It's nearly impossible to describe the scent of a newborn baby – especially since each baby seems to have his or her own – but if you've ever gotten up close to a newborn and inhaled deeply, you know exactly what we're talking about. It's not just baby shampoo and dirty diapers, either; in most cases, you won't even be able to identify exactly what it is. And then one day, it's just gone – often without your even realizing it's been fading. So what exactly is that "new baby smell?"
No one is exactly sure. A 2012 study did find evidence of "old people smell" – as CNN put it, "a recognizable body odor that can't be fully explained by grooming, diet, or other environmental quirks." One of the study's authors theorized that a smell related to a certain age group may be an evolutionary relic designed to help humans choose their mates. So it's not impossible that babies might also have a scent of their own – thought not so much for mating purposes.

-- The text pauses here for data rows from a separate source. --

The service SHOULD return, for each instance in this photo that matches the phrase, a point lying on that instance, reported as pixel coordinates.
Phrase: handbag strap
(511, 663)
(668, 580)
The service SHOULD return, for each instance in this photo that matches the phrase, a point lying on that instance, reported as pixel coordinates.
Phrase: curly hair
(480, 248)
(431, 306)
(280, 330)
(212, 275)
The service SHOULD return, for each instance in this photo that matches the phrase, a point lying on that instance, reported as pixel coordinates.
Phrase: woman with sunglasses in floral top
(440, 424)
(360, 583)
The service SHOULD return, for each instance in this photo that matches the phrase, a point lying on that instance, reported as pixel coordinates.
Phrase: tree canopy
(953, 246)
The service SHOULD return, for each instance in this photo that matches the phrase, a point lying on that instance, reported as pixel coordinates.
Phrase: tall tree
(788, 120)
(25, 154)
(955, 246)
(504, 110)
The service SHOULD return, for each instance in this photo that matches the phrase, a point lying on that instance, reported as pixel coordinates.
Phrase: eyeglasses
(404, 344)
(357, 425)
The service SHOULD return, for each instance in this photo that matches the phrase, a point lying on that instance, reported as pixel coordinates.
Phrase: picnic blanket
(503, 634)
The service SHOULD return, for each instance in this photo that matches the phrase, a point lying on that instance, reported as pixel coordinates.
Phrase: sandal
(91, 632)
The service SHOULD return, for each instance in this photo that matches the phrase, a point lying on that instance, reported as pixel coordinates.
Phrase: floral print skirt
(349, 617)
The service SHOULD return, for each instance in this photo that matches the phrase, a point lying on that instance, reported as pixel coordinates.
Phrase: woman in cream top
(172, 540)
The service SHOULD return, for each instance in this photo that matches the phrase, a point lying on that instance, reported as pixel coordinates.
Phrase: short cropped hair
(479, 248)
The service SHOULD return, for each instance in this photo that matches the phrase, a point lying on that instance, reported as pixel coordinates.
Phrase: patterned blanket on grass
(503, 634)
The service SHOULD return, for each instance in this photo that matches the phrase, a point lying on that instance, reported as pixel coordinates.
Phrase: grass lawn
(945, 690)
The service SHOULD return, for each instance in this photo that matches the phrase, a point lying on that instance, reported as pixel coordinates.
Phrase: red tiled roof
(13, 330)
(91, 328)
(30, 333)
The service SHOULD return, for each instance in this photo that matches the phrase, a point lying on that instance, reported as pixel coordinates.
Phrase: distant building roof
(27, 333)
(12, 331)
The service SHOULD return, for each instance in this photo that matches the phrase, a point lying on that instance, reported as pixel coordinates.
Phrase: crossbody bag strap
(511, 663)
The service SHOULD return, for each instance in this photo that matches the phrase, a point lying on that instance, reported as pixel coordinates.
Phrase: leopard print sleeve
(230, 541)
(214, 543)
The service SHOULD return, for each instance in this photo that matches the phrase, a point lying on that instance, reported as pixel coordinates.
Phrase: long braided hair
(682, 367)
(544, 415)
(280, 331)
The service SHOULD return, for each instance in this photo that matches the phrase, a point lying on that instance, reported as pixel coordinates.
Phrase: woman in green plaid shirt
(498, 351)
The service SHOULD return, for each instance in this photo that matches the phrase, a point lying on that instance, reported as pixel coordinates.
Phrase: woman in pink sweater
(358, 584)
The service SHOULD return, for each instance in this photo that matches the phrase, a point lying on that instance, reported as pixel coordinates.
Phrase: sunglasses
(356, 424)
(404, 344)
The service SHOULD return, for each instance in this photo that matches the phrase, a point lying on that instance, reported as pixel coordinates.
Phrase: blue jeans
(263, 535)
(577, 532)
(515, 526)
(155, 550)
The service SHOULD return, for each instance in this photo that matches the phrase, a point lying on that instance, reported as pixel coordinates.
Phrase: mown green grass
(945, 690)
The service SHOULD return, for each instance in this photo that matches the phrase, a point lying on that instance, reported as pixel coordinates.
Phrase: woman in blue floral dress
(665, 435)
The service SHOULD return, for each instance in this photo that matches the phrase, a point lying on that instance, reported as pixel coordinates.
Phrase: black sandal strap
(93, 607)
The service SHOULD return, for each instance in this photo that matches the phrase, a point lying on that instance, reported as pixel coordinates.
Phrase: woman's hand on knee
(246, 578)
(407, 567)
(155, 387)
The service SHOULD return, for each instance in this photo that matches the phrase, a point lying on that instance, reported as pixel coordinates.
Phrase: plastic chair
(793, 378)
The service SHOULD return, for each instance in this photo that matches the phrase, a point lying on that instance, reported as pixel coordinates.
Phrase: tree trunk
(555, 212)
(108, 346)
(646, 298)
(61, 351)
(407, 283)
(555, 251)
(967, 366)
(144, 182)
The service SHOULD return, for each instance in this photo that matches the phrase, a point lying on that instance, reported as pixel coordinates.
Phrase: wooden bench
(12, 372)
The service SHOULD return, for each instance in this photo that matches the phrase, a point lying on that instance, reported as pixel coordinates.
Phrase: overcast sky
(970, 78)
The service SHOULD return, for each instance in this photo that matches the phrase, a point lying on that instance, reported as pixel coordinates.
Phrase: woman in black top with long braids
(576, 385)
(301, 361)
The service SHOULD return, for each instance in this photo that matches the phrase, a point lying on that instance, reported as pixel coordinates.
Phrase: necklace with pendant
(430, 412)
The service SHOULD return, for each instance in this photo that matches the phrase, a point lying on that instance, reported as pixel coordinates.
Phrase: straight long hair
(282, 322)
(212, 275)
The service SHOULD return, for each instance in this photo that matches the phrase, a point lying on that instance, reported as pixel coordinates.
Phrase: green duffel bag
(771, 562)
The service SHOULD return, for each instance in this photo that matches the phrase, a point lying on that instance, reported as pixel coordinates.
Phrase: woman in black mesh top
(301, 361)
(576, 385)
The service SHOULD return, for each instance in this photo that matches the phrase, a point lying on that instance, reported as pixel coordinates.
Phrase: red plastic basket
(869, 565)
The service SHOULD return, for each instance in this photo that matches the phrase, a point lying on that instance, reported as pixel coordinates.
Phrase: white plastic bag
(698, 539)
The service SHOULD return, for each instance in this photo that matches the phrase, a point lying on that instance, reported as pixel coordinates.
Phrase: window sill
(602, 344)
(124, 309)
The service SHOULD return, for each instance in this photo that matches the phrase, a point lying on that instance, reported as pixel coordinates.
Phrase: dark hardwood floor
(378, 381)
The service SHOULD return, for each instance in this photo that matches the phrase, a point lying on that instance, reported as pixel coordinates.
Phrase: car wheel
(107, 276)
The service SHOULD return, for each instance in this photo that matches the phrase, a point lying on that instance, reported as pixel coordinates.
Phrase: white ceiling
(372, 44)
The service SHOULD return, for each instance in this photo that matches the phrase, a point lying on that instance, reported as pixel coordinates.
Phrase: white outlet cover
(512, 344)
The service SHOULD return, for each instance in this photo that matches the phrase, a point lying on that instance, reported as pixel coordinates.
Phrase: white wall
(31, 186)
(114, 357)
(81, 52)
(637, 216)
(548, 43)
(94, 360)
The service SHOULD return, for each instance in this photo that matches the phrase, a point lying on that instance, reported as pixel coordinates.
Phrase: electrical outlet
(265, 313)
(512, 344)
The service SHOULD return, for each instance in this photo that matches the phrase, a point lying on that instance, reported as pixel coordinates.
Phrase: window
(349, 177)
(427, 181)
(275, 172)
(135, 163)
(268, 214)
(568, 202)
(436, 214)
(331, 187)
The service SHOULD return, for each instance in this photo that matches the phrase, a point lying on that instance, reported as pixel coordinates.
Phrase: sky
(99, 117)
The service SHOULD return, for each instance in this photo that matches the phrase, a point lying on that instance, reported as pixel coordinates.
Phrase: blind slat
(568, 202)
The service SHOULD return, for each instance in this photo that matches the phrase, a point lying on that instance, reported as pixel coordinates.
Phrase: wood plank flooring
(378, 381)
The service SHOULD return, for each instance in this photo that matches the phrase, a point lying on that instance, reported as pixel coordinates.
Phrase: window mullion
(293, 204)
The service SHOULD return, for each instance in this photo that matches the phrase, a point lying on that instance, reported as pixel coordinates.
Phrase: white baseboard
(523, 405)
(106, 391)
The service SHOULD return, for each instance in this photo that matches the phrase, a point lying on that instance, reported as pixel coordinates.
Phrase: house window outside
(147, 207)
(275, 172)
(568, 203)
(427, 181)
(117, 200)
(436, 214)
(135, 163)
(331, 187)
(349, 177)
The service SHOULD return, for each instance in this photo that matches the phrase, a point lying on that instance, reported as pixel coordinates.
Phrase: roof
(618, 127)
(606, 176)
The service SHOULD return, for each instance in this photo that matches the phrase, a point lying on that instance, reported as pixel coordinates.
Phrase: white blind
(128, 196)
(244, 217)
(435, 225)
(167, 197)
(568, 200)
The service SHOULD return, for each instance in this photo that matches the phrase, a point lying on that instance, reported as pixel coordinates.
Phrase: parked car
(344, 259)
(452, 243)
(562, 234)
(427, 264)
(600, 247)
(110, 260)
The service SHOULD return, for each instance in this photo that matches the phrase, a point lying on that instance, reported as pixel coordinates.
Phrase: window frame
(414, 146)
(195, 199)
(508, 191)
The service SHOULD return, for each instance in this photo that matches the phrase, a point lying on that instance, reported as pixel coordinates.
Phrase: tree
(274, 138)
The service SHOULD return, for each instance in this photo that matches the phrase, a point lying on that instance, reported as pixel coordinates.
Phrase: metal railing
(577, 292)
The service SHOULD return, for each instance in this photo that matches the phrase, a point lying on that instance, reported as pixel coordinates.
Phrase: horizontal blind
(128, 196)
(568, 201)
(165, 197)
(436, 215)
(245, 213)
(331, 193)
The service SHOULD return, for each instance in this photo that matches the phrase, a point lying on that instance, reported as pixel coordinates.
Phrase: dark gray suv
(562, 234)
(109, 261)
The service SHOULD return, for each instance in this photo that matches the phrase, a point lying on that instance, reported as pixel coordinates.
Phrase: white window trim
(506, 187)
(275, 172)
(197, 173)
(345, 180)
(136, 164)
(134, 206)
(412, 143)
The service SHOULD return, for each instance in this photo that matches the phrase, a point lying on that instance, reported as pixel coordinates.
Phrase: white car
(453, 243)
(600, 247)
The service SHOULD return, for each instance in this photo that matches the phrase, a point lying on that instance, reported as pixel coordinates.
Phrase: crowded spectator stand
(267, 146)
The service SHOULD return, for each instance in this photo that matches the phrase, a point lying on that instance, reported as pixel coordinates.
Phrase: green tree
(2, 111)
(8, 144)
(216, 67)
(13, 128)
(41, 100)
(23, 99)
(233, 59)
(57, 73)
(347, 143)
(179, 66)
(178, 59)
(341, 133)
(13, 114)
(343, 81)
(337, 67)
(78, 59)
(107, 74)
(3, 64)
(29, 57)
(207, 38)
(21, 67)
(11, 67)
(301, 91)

That new baby smell could also serve an evolutionary purpose – for example, to help a mother identify her baby more easily, similar to how babies can identify their mothers by smell almost immediately. Several studies have shown that most mothers can identify their babies by smell alone. It may also help a woman bond to her baby. A 2013 study from Frontiers in Psychology found that when women were given an undershirt with a baby's scent on it (not their own baby's scent), their brains' reward center lit up. This was true whether or not the women were mothers themselves. It may have a benefit for fathers too. A 2008 study of marmoset monkeys showed that fathers who smelled their newborns showed a drop in testosterone, which could make them "more tolerant toward his infants while facing external challenges that might distract him from focusing on his infant and family needs," according to the study.
It's been suggested that new baby smell is really a combination of amniotic fluid, bacteria, breast milk, and other ingredients that you'd generally not look for in a sweet-smelling fragrance. (One scientist told the Washington Post it was a combination of 250 chemicals.) And since there are still so many questions about what it is and why it exists, recreating it exactly is, sad to say, pretty unlikely. So, the next time you open a box of old baby clothes and get a whiff of the familiar detergent, soap, powder, and fabric, don't be surprised if you're transported right back to those newborn days, able to conjure up your baby's scent from memory.